Recently there was an OPEC meeting where the 14 member countries have decided to increase their oil production by 300,000 barrels per day. This was followed by a meeting held between Russia and Saudi Arabia where they discussed the possibility of increasing the media of oil exports from the former Soviet Union (FSU) during this year's second quarter by 300,000 bpd. If that happens it will have an impact on Russian GDP as well as result in higher revenues for Moscow which will allow them to continue rebuilding their debt-ridden economy.
But that is not all, the market has also started to make an impact because there have been reports published in the media saying that U.S. production could reach 10 million bpd by the end of the year, and this is even up from last year when the estimates were around 9 million bpd.

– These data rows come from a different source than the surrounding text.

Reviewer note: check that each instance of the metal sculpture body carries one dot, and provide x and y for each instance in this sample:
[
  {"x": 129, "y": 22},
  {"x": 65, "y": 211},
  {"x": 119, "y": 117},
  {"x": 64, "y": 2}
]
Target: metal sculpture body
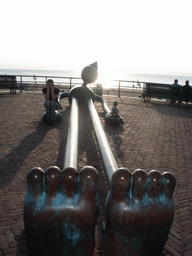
[{"x": 61, "y": 208}]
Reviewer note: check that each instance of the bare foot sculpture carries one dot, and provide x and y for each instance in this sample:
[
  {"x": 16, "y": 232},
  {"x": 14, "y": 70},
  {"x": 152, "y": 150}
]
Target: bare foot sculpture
[
  {"x": 60, "y": 211},
  {"x": 139, "y": 213}
]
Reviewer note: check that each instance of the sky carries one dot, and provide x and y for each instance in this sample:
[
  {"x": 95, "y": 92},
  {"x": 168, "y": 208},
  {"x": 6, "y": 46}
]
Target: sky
[{"x": 138, "y": 36}]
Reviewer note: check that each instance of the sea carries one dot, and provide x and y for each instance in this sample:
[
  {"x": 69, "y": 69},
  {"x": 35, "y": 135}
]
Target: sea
[{"x": 111, "y": 80}]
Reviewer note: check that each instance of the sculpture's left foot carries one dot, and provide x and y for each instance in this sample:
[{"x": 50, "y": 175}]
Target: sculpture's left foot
[
  {"x": 60, "y": 212},
  {"x": 139, "y": 213}
]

Shortly after OPEC's meeting ended on 30th November, oil prices increased and have been going up ever since. As of today, Brent crude is trading at $58 dollars per barrel, up from $50 a few weeks ago and it is expected to further increase as OPEC increases its output and as U.S. shale production grows further.
Source URL: http://oilprice.com/Oil-Prices/Brent-Crude/Is-This-The-Turning-Point-For-Oil.html
Posted by Cassie Sánchez at 4:04 PM No comments:
The media has been covering the situation with oil prices ever since they started to go down, most of the time they contradict each other as they try to predict what will happen next. Most people are aware of this and they don't seem to trust any of these reports so they have turned to social media in order to get some more up to date news regarding the markets.

Conclusion

As long as there are people who are convinced that oil prices will go up again, they will keep buying, while others will sell since they can't wait to make a profit. The market is always in motion and it is difficult to predict what it will do in the future, but if you are a trader you can use this information and be prepared for the future.
Source URL: http://oilprice.com/Latest-Energy-News/World-News/Oil-Prices-Have-Been-Lowering-For-Over-A-Year.html
Posted by Cassie Sánchez at 12:43 AM No comments:
It seems like OPEC has been targeting U.S.